Death has followed Signa for most of her life, with one guardian after another keeling over from various causes. But while near, Death cannot touch her. Instead, deadly poisons are swiftly recovered from, wounds heal quickly, and Signa moves on with her somewhat miserable life. But when her most recent guardian dies, some new, wealthy relatives come out of the woodwork. Now living a life she could only have dreamed of before, Signa lives in constant fear that Death will come for this family as well. And when one of the daughters falls ill, Signa is determined to do everything in her power to save her. Even if that means teaming up with Death himself.

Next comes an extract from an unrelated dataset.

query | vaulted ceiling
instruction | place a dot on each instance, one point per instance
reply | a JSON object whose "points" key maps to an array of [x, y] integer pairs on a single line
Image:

This was another one of those books where I knew within the first few pages that I was really going to enjoy it. The writing immediately clicked with me, combining a fairytale-like fantasy story with a humorous and relatable leading lady. As the story continued, I was having such a blast reading it that I began to almost want to slow down my reading experience just to draw it out. That’s how you really know it’s good! In a lot of way, the general style of storytelling very much reminded me of Margaret Rogerson’s work. They both writes stories that have a fairytale feel but that aren’t derived directly from a fairytale itself. Both authors also have excellent leading ladies who are as funny as they are adventurous. And, of course, there are lovely romances at the heart of these stories that check all of my personal preference boxes.

Speaking of the romance, here is another example of a love triangle that really worked for me. I can’t go into any of the details of said love triangle, as that would spoil parts of the book. But I can say that both relationships felt believable and relatable. Signa’s feelings developed in a way that was natural and, as things came to a head, there was no prolonged drama on the “who will she choose” front, one of my biggest annoyances with this type of romance plotline. I also liked all three characters involved in the romance, too. As I’ve mentioned above, Signa is an all around great leading lady. But I really enjoyed Death and Sylas as well. Death, in particular, was an interesting character as he was speaking to a new experience in a millennia of sameness. Through his eyes, we also delved into the different ways that people think of and experience death and the afterlife.

I also really liked the mystery and fantasy elements in the story. What could have started out as a very simple “power,” the ability to live through deadly events, instead branched out into new and interesting avenues. These plot lines not only opened up new doors into what Signa’s abilities signify about herself, but also forcer her to grapple with truly understanding herself and adjusting the life she has imagined of herself. For its part, the mystery also took up a significant portion of the story. While I found a few of these elements to be a bit predictable, there were others that legitimately took me by surprise. For one thing, the story definitely didn’t shy away from some of the creepy imagery that would come with an ability like Signa’s to see and interact with ghosts. There are some very “Sixth Sense” vibes, but in all of the best ways.

This book was such a great surprise! Even more than picking up books by tried and true favorite authors, it’s simply the best to open a book with zero expectations and find yourself on an amazing ride. This book is definitely of the kind of “beach read” fantasy that is light-hearted, fun, and sure to appeal to fantasy readers who are simply looking to kick back their heels and be swept along.

Rating 9: Sweetly romantic, adventurous, and even creepy at times, this book has it all!

Reader’s Advisory:

“Belladonna” isn’t on any Goodreads lists yet, but it should be on Fairytale Fantasy Books.